Begitu pentingnya perkara shalat ini, sampai-sampai Rasulullah ketika sakit yang menyebabkan kematiannya berpesan tentang hal ini. Dalam sebuah hadits dari Ummu Salamah, bahwa ia pernah bercerita :
أَنَّ رَسُولَ اللَّهِ صَلَّى اللَّهُ عَلَيْهِ وَسَلَّمَ كَانَ يَقُولُ فِي مَرَضِهِ الَّذِي تُوُفِّيَ فِيهِ الصَّلَاةَ وَمَا مَلَكَتْ أَيْمَانُكُمْ فَمَا زَالَ يَقُولُهَا حَتَّى مَا يَفِيضُ بِهَا لِسَانُهُ (رواه ابن ماجه)
Rasulullah mengucapkan pada saat sakit yang menyebabkan kematiannya: Sholat…dan (jagalah) budak sahaya kalian. Beliau terus mengucapkan itu hingga lisan beliau tidak bisa lagi mengucapkannya dengan fasih (H.R Ibnu Majah)

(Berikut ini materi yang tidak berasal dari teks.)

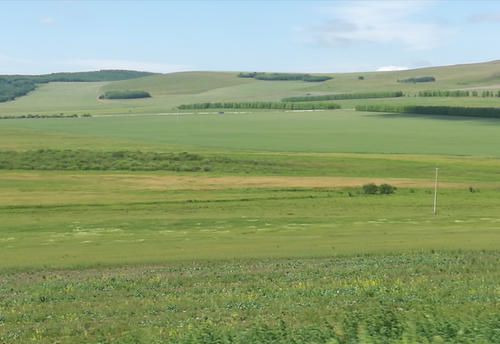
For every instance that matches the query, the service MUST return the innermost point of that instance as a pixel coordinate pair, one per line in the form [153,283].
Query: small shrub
[386,189]
[370,189]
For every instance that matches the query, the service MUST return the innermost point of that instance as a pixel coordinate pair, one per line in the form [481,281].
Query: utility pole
[435,192]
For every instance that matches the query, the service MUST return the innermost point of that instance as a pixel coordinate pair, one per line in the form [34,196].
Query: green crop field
[146,224]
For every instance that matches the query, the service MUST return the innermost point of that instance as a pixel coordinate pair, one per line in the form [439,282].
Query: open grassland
[324,131]
[171,90]
[81,219]
[249,226]
[410,298]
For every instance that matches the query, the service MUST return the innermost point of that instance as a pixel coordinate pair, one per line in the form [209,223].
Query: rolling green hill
[142,223]
[171,90]
[13,86]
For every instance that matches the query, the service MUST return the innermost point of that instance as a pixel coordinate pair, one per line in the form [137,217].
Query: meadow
[146,224]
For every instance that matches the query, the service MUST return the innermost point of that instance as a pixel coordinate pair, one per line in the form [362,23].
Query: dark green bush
[370,189]
[386,189]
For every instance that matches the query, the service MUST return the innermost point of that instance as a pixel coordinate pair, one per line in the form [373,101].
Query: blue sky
[282,36]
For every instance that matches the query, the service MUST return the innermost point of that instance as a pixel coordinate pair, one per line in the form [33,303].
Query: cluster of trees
[388,94]
[445,93]
[488,112]
[490,93]
[419,79]
[60,115]
[13,86]
[260,105]
[126,94]
[383,189]
[284,76]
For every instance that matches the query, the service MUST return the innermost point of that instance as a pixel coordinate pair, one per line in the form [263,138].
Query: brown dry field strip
[182,182]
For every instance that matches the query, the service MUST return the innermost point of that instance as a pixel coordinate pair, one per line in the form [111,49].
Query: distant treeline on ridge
[458,93]
[341,96]
[124,95]
[419,79]
[13,86]
[284,76]
[260,105]
[487,112]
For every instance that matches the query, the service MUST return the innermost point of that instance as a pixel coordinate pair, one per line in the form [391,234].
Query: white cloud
[485,17]
[46,20]
[380,22]
[391,68]
[95,64]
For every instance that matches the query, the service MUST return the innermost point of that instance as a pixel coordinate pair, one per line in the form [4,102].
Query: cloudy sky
[283,36]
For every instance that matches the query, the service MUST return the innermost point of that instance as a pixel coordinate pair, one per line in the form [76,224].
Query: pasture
[147,224]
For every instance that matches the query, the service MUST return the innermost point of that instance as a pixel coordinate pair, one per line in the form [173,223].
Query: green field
[254,227]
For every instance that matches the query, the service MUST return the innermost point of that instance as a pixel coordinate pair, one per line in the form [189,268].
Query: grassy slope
[427,279]
[174,89]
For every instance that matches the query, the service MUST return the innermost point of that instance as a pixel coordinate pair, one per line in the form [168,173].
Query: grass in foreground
[409,298]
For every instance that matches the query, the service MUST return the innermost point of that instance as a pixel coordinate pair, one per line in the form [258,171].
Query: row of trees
[60,115]
[418,79]
[51,159]
[458,93]
[487,112]
[342,96]
[13,88]
[126,94]
[260,105]
[284,76]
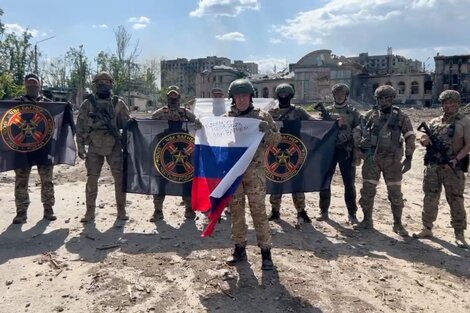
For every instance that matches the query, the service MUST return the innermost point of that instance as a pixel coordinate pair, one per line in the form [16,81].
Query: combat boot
[275,215]
[304,216]
[424,233]
[238,255]
[400,230]
[89,215]
[122,214]
[49,213]
[460,239]
[322,217]
[366,223]
[267,262]
[189,214]
[20,217]
[157,215]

Di penghujung ayat di atas Allah swt berfirman:
فَسَوْفَ يَلْقَوْنَ غَيًّا
“Maka mereka kelak akan menemui kesesatan”
Maka apabila seorang hamba melalaikan shalat, bocorlah pertahanan jiwa dan mulailah lemah dalam mengekang nafsu dan syahwat. Dan kalau shalat telah mulai lalai, dan syahwat sudah diperturutkan, niscayalah mereka akan sampai kepada akibat yang buruk. Wallah ua’lam.
Maraji’
1. Jami’ul bayan fi Ta’wilil qur’an, Ibnu Jarir Ath Thabari
2. Taisiirul Karimur Rahman fi Tafsiri Kalamil Manan, Abdurrahman bin Nasir as Sa’di.
3. Tafsir Al Qur’an Al ‘Azhim, Ibnu Katsir.